Ernest Rady pledged to donate $100 million to UCSD’s School of Management possibly over the next several years on April 7.
The donation is expected to render an improved college education system at UCSD with a wider variety of programs and more faculty members in the Rady School of Management.
According to Robert S. Sullivan, the dean of the Rady School of Management, this monetary gift will be mainly used to grow the faculty through recruitment.
“[The fund] will allow us to provide endowed faculty chairs for the best and the brightest faculty because our campus as whole needs to be much more competitive in the market,” Sullivan told the UCSD Guardian. “Right now, we are limited with some of the special programs because we don’t have enough faculty to deliver them.”
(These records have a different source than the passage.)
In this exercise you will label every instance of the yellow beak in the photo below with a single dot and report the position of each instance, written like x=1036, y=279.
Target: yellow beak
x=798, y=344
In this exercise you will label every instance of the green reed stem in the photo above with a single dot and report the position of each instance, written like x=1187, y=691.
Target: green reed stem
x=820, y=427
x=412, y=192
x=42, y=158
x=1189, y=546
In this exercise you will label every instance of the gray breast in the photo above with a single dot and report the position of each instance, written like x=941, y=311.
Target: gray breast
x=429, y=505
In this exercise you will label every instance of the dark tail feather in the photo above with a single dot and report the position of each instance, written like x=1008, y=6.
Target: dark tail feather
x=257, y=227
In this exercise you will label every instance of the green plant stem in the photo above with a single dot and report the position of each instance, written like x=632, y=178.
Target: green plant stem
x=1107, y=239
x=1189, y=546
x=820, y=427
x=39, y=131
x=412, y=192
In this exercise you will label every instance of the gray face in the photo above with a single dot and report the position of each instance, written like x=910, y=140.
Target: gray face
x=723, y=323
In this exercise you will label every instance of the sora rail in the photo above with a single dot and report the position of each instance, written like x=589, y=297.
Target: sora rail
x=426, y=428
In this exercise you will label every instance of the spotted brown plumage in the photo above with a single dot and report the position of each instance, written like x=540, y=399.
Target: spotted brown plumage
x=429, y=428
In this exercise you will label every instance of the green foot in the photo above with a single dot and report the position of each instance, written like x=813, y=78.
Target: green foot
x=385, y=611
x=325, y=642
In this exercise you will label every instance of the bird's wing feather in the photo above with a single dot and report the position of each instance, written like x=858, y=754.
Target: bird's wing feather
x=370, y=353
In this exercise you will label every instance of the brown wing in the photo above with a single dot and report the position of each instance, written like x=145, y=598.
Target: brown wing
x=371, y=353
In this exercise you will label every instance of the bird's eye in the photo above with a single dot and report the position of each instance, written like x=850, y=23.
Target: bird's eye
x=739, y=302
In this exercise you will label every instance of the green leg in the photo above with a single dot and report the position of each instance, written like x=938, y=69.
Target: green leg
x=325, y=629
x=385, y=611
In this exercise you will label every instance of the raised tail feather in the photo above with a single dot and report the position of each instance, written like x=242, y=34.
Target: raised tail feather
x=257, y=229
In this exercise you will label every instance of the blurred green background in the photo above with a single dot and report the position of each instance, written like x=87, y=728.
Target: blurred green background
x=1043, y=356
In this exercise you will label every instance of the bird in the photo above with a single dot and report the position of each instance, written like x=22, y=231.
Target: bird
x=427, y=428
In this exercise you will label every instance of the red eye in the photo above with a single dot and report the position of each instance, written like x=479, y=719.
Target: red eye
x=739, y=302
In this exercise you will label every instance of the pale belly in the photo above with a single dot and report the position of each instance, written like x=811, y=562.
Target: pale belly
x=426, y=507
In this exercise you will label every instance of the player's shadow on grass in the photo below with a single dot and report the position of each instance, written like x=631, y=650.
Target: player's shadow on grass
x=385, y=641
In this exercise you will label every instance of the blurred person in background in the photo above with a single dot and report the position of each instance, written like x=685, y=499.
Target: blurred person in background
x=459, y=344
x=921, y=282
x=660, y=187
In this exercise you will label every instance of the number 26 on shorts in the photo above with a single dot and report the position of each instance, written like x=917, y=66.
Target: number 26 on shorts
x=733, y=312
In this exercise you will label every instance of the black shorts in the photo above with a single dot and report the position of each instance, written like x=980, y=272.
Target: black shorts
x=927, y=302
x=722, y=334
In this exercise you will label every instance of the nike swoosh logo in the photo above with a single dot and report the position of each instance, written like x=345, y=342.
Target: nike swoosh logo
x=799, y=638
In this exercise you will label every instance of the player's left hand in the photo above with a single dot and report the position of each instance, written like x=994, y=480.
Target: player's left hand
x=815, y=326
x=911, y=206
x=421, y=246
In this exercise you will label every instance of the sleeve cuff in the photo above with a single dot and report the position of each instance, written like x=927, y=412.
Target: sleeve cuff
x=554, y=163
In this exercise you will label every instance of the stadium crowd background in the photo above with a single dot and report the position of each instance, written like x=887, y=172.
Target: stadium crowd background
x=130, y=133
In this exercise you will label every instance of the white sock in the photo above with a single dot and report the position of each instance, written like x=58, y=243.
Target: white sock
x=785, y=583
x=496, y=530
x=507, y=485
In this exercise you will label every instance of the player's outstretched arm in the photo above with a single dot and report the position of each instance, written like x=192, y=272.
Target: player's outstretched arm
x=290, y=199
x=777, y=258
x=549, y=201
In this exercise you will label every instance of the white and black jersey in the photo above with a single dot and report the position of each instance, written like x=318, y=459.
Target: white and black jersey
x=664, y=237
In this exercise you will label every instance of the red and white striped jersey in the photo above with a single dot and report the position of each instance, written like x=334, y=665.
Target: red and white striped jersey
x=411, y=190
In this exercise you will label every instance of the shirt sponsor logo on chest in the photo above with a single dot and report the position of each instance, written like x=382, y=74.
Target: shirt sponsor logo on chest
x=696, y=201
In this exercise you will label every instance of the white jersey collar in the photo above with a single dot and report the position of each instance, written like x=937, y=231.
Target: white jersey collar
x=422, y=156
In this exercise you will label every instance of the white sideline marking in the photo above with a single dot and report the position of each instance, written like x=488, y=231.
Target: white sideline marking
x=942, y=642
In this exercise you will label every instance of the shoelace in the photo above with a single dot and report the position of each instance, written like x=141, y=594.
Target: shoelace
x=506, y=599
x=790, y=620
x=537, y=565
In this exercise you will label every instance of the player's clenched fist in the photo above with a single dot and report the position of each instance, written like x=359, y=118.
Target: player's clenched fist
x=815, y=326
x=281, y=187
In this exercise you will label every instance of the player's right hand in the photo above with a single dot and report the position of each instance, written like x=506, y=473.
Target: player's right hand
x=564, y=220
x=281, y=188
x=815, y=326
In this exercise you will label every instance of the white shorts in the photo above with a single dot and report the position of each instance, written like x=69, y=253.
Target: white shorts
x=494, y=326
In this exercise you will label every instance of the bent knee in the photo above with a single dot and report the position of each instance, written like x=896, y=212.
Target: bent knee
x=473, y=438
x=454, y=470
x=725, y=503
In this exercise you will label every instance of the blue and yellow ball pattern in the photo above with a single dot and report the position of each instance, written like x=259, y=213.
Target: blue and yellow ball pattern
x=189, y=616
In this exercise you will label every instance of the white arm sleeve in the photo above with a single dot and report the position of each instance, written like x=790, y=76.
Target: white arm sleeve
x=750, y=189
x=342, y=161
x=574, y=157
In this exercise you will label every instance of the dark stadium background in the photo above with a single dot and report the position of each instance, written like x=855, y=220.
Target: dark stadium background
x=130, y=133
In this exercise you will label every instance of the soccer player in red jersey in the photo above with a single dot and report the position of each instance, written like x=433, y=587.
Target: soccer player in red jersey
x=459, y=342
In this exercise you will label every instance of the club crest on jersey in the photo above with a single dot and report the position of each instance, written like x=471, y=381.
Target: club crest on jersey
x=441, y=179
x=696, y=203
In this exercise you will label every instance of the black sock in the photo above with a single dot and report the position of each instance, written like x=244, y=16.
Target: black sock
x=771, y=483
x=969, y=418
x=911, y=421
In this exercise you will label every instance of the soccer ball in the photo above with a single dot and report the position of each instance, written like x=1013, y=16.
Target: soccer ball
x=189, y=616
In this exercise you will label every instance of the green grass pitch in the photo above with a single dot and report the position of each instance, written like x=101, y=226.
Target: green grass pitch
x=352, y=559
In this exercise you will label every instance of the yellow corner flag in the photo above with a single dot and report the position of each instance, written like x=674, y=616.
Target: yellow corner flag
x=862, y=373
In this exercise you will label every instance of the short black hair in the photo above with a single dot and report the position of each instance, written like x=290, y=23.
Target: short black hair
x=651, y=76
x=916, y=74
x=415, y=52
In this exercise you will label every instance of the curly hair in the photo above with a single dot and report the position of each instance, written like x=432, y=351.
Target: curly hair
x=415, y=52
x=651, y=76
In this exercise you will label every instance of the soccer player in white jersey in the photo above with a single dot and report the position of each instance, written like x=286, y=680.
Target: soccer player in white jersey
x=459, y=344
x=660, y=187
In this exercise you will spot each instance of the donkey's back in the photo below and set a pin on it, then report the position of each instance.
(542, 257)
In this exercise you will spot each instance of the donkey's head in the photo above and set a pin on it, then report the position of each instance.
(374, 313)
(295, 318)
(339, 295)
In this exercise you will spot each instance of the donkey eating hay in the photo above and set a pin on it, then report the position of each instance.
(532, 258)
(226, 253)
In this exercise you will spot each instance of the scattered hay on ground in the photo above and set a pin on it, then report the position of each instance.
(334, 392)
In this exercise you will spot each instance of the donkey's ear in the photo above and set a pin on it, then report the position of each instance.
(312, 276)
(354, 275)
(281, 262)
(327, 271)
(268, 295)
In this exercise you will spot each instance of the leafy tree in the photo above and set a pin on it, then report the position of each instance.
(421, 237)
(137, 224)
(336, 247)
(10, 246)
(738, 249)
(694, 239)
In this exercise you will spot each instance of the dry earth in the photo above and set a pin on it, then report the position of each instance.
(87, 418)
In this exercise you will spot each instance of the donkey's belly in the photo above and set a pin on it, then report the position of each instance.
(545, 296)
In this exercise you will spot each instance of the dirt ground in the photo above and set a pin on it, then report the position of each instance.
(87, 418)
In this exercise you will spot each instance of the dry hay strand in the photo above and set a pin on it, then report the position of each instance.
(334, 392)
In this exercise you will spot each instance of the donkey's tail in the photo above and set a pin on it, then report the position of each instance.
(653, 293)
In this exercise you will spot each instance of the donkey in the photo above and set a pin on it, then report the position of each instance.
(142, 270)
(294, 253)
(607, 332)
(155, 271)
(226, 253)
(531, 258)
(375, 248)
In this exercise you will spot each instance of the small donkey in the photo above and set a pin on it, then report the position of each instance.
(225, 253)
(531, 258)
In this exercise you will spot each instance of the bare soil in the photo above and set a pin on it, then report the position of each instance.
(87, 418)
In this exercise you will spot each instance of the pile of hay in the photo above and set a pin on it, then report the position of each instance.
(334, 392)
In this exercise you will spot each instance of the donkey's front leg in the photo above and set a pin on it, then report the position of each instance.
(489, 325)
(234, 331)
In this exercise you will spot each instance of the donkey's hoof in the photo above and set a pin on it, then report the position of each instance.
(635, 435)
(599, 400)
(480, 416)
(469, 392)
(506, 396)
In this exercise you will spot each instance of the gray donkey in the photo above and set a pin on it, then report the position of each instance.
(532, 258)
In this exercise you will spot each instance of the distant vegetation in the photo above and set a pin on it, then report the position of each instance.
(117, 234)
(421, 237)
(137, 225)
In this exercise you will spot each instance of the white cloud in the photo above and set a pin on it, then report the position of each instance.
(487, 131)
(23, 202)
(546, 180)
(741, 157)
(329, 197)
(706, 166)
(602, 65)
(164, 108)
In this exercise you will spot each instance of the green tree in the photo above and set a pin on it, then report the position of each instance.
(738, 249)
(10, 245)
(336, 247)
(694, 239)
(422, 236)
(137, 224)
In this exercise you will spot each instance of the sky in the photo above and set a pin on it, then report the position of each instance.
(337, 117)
Relatively small in size with only 27 full-time faculty members, the Rady School will also focus on expanding minor programs for undergraduate students.
“Minors are very important to the campus because we have approximately 1,400 students that have minors in our school,” Sullivan said. “So, even though we were created to be a graduate program, we are important to the undergraduates, and we will continue to grow these programs.”
According to Sullivan, the Rady School is concentrating on finding new programs that are currently in high demand and in high need. Some of these programs include business analytics, data science, social innovation and entrepreneurship, as well as quantitative finance and investing.
Moreover, the Rady School intends to use the funding as a source of reinforcement to improve student fellowship.
“[For the] individuals that are really the best and the brightest of the students, no matter where they come from, it shouldn’t be the tuition that would keep them out of [the university],” Sullivan said. “We need to provide fellowships so that the bests and the brightest come.”
Prior to this recent $100-million gift, Rady contributed $38 million in the past to the Rady School, which was mostly budgeted for the facility construction. In return, UCSD named the facility after Rady to honor his philanthropic deed.
Apart from his contributions to UCSD, Rady has also donated $180 million to Rady Children’s Hospital to help doctors treat disorders by analyzing genetic makeups.
The new donation to the Rady School is an endowment fund, which means that the money will be paid partially throughout the next several years, possibly decades.
Rady is the executive chairman of American Assets Trust, Inc. and a self-made billionaire businessman experienced in the field of financial services, investment management and real estate.
Rady graduated from the University of Manitoba with degrees in law and commerce.